NVIDIA / TensorRT

NVIDIA® TensorRT™ is an SDK for high-performance deep learning inference on NVIDIA GPUs. This repository contains the open source components of TensorRT.
https://developer.nvidia.com/tensorrt
Apache License 2.0
10.86k stars 2.14k forks source link

[onnx-graphsurgeon] Pad Operator folding pads #3353

Closed inisis closed 1 year ago

inisis commented 1 year ago

Hi, when doing constant folding, only nodes with constant will be folded, but for graph like below, it won't be folded. image

Should we add logic here to deal such case.

I have achieved such by adding such logic

            def is_constant_pad(node):
                if node.op == 'Pad':
                    return True
                else:
                    return False

            # Walks along the outputs of graph_constants to see if they can also be computed statically.
            # Since the graph is topologically sorted, this should find all constant nodes in the graph.
            for node in graph_clone.nodes:
                if is_foldable(node):
                    graph_constants.update({out.name: out for out in node.outputs})
                if is_constant_pad(node):
                    graph_constants.update({node.inputs[1].name: node.inputs[1]})
            return graph_constants

@pranavm-nvidia Can you take a look. Thanks!

pranavm-nvidia commented 1 year ago

But isn't this operating on a non-constant input?
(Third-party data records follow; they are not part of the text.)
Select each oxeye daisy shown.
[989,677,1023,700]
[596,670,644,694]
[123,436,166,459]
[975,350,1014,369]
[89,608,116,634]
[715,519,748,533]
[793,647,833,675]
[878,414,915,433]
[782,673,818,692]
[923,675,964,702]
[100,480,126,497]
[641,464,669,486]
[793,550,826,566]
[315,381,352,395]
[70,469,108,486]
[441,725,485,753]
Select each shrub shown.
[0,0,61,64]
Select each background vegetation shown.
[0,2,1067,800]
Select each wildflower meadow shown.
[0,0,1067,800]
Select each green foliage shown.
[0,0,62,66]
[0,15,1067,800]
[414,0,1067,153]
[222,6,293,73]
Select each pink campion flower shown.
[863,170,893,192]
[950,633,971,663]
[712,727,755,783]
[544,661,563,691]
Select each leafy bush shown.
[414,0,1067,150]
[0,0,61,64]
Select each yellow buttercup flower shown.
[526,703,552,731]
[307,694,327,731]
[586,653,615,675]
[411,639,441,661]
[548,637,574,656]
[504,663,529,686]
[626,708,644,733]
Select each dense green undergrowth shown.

How would we fold it?

inisis commented 1 year ago

Since the input shape of the model is fixed, then the shape of the add layer is fixed, so the pad can be calculated and fixed.

pranavm-nvidia commented 1 year ago

Only the shape of the output could be calculated though, not the contents.

inisis commented 1 year ago

Not really, you can see my affliated picture, the pad input of the Pad node can be pre-calculated, since the subgraph inputs are fixed(it only takes the shape of Add layer as inputs, so it will not change when model input shape is fixed), the raw model is provided here tf_efficientnetv2_s.onnx

pranavm-nvidia commented 1 year ago

Sure, the pad input can be calculated ahead of time in this case (and it already is when I run it locally - see attached screenshot), but the logic you posted above is not generally applicable since you could have a Pad node with truly dynamic padding.

folded_pad

inisis commented 1 year ago

Wow, can you paste your code here, since I cannot reproduce it in my code base, by the way, the pad node can be merged into next conv.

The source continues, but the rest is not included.